This is not exactly a “migration away from CFEngine”, but it does make for a way better controlled set of cron jobs.

I am quite sure that I am not sure what would be much better. I have looked into cron alternatives both small and large. At one point, we did a Proof of Concept at work looking at Dollar Universe (now a Computer Associates product), at the really sophisticated end. That would, personally, be ridiculous overkill, but there are places where it’s going to be a good choice.

Cron has a number of weaknesses:

  • Not very easily auditable
  • Not good at handling “flow control” where a system may be getting overloaded by the set of cron jobs getting invoked
  • No in-system awareness of jobs that should be mutually exclusive or that should be ordered. (“Don’t run A and B simultaneously; make sure to only run B after having run A”)

Nevertheless, for small-ish tasks where exact timing isn’t too critical and where conflicts may be addressed by running jobs in separate hours of the day, it isn’t worth looking to a job scheduling system that is way more complex to manage and heavier weight to run.

One would-be alternative to cron that looks somewhat interesting is pg_timetable which has its data store backed by PostgreSQL and which has a notion of “task chains.”

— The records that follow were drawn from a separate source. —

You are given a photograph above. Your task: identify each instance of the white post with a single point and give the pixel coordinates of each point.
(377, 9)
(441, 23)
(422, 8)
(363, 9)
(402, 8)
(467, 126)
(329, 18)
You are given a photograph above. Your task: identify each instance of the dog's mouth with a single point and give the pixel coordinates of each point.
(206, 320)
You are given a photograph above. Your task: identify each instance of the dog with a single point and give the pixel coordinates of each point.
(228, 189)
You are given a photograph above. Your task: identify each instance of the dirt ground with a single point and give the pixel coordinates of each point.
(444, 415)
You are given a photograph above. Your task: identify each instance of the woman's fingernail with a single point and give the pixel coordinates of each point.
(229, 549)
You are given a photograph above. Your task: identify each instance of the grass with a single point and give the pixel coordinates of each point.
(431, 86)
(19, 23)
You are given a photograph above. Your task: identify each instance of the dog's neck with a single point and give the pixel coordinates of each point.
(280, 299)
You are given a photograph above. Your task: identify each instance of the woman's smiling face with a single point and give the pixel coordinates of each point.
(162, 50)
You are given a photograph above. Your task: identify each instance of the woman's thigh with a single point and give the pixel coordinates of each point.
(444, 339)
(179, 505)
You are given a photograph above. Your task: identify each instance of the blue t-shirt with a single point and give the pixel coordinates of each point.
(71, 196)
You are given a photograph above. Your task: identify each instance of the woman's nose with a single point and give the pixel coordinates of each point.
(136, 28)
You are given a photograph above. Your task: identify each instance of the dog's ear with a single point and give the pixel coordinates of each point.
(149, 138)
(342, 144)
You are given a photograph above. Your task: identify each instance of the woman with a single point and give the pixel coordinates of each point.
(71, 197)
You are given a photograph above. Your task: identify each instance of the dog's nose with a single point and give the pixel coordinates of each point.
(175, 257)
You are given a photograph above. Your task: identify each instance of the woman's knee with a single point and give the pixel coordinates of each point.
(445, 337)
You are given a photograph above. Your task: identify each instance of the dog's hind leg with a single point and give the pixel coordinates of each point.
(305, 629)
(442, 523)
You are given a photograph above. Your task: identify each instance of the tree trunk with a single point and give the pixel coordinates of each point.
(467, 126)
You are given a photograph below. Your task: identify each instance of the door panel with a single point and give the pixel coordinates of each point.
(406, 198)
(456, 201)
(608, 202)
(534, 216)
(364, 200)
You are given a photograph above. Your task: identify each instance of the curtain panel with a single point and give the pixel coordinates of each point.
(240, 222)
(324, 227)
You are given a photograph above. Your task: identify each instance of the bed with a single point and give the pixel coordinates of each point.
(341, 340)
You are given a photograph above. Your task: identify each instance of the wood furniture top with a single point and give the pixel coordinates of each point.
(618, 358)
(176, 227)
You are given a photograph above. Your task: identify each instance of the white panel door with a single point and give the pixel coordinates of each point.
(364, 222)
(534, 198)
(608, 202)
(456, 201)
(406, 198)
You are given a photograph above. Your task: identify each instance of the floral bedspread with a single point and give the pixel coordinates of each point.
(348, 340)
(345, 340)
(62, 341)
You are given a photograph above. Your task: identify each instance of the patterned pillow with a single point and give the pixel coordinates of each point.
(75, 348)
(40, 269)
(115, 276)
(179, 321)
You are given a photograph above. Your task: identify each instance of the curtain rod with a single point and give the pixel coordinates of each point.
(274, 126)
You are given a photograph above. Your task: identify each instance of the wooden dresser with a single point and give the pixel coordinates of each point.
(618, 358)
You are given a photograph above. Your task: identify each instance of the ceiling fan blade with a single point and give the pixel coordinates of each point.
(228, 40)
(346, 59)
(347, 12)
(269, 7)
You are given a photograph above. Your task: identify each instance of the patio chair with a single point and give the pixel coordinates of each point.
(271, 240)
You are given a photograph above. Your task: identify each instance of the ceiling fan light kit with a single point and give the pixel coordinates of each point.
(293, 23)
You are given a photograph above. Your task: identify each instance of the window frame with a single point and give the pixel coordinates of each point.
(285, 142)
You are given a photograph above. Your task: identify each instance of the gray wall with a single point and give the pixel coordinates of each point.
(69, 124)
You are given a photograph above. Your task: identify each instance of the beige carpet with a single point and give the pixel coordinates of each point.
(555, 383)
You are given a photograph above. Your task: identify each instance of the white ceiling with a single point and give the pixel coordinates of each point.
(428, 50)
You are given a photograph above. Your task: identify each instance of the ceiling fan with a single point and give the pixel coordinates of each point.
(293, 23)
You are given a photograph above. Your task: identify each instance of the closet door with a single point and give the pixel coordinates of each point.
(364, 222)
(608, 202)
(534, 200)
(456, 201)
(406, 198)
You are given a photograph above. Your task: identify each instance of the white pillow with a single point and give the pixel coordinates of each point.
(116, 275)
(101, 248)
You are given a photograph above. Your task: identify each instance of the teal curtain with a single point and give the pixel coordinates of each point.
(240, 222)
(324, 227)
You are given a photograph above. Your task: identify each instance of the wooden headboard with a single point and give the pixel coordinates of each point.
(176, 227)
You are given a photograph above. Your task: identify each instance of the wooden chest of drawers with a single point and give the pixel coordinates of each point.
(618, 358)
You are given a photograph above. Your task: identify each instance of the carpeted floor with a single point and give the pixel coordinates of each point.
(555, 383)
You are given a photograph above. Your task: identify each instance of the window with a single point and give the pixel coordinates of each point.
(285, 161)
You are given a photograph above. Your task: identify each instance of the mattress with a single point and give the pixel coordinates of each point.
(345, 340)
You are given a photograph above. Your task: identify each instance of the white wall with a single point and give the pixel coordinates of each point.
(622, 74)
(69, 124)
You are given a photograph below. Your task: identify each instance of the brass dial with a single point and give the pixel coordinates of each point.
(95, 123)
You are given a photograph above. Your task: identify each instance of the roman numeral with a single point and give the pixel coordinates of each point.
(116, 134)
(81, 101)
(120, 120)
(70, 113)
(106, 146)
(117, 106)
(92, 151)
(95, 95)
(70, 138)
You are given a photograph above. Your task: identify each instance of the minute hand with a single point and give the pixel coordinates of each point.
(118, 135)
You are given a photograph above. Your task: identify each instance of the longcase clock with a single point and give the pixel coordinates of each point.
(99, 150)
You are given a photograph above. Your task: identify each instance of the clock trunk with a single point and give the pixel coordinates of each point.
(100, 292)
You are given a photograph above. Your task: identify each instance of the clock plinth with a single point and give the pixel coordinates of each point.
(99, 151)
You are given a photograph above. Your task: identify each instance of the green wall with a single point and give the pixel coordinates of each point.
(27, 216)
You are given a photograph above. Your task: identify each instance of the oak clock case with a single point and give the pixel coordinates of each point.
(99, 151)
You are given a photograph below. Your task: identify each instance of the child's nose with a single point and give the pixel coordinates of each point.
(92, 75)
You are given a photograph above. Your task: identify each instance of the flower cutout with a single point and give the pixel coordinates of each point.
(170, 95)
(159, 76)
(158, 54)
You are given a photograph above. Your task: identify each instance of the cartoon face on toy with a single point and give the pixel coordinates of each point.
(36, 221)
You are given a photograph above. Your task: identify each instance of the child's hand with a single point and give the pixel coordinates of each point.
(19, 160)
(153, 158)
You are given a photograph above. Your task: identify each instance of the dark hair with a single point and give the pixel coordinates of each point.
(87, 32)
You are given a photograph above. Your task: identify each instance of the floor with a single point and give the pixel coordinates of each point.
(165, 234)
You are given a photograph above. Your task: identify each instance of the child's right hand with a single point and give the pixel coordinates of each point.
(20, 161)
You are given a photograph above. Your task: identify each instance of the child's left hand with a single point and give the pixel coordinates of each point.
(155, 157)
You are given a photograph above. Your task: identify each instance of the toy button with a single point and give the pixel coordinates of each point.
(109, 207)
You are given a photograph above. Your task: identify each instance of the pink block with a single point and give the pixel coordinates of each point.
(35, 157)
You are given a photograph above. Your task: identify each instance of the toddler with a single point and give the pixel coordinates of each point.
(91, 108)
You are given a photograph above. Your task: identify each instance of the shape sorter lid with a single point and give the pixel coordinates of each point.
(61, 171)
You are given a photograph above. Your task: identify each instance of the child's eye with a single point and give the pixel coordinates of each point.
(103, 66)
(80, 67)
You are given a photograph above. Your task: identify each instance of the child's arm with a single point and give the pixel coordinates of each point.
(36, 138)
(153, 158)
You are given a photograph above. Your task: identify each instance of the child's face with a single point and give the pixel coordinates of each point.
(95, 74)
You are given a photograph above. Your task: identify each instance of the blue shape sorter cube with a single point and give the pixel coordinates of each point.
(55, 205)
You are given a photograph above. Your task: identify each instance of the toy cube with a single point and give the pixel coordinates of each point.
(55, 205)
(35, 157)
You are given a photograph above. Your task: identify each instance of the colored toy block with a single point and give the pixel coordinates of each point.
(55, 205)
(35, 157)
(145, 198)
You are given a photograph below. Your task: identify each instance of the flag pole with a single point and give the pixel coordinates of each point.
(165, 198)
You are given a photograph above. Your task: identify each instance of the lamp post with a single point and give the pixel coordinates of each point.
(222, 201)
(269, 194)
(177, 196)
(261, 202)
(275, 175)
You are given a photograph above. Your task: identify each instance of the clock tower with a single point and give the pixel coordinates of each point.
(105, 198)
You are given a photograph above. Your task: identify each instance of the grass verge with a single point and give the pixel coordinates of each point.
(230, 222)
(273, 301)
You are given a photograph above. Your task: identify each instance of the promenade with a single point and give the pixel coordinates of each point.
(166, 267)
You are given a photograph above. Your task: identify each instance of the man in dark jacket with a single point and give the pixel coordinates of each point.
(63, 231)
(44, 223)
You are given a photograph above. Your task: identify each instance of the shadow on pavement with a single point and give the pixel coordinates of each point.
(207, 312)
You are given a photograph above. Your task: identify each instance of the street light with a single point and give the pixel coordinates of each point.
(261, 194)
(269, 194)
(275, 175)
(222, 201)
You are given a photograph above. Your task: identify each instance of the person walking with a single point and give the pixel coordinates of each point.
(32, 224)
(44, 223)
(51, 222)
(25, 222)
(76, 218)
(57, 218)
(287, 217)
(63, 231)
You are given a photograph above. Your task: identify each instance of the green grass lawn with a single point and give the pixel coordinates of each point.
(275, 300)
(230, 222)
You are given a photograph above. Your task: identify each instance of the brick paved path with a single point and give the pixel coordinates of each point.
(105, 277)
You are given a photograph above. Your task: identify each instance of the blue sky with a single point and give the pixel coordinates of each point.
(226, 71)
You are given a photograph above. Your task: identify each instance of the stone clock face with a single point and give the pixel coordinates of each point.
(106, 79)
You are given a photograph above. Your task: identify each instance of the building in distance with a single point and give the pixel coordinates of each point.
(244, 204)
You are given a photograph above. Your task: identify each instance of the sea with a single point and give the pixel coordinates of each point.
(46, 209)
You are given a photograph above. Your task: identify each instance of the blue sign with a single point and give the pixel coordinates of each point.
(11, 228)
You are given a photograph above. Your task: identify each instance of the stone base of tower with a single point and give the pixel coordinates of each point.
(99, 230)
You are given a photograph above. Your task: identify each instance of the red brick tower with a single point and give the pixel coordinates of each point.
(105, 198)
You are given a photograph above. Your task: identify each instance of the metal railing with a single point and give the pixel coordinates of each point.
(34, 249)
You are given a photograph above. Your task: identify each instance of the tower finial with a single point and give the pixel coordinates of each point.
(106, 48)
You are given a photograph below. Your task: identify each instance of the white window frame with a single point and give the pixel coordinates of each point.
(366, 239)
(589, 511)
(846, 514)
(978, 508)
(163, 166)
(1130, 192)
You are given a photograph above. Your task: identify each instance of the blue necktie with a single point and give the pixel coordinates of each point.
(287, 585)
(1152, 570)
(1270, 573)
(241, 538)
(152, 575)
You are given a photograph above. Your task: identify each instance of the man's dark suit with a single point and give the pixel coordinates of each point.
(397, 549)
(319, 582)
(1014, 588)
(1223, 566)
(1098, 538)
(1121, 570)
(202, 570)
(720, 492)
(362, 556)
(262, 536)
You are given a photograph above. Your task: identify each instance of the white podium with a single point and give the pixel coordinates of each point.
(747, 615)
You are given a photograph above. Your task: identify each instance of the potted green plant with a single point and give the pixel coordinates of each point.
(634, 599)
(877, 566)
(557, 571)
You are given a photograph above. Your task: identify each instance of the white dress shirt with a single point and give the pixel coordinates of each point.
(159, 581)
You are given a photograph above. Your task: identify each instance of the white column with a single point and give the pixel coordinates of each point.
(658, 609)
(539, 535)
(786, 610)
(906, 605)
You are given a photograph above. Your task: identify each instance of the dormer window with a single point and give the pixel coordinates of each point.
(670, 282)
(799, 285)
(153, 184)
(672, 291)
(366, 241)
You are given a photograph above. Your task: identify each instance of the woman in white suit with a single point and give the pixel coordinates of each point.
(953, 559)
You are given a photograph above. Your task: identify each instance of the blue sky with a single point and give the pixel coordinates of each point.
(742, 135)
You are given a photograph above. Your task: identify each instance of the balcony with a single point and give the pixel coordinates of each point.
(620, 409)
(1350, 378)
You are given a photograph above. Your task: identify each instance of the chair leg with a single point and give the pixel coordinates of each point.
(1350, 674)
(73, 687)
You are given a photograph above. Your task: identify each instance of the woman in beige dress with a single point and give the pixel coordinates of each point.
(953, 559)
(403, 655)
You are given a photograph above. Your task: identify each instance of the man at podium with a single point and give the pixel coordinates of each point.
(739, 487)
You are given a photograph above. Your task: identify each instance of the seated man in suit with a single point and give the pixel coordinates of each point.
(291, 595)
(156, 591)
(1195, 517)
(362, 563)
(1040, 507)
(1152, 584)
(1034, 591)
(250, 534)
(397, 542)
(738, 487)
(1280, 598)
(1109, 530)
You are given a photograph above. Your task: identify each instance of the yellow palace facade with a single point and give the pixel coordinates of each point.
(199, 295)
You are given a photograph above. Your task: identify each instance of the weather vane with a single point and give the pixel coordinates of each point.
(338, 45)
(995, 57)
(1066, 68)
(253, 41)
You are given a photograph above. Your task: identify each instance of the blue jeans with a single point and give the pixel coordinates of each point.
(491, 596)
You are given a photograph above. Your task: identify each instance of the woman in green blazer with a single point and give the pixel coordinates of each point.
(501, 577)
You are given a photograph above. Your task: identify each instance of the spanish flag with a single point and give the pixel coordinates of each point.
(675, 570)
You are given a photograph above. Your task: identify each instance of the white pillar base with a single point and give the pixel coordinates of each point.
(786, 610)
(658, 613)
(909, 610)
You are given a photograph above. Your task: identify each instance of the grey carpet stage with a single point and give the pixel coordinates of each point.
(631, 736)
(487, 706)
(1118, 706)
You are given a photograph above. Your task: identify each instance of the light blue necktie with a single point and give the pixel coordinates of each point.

At one point, I did a bit of work creating a “pg_cron,” which had loosely similar requirements. It never reached the point of working; the place where I was pointedly short on answers was on how to establish the working environment for tasks. The environment needs to be “portable” in a number of ways; you’d want to be able to control tasks running on remote hosts, too. David Tilbrook’s QEF environment seemed to have relevance; it had ways of managing the launching of work agents with tight control over the environment they would receive. Unfortunately, time just hasn’t permitted experimenting more deeply with that.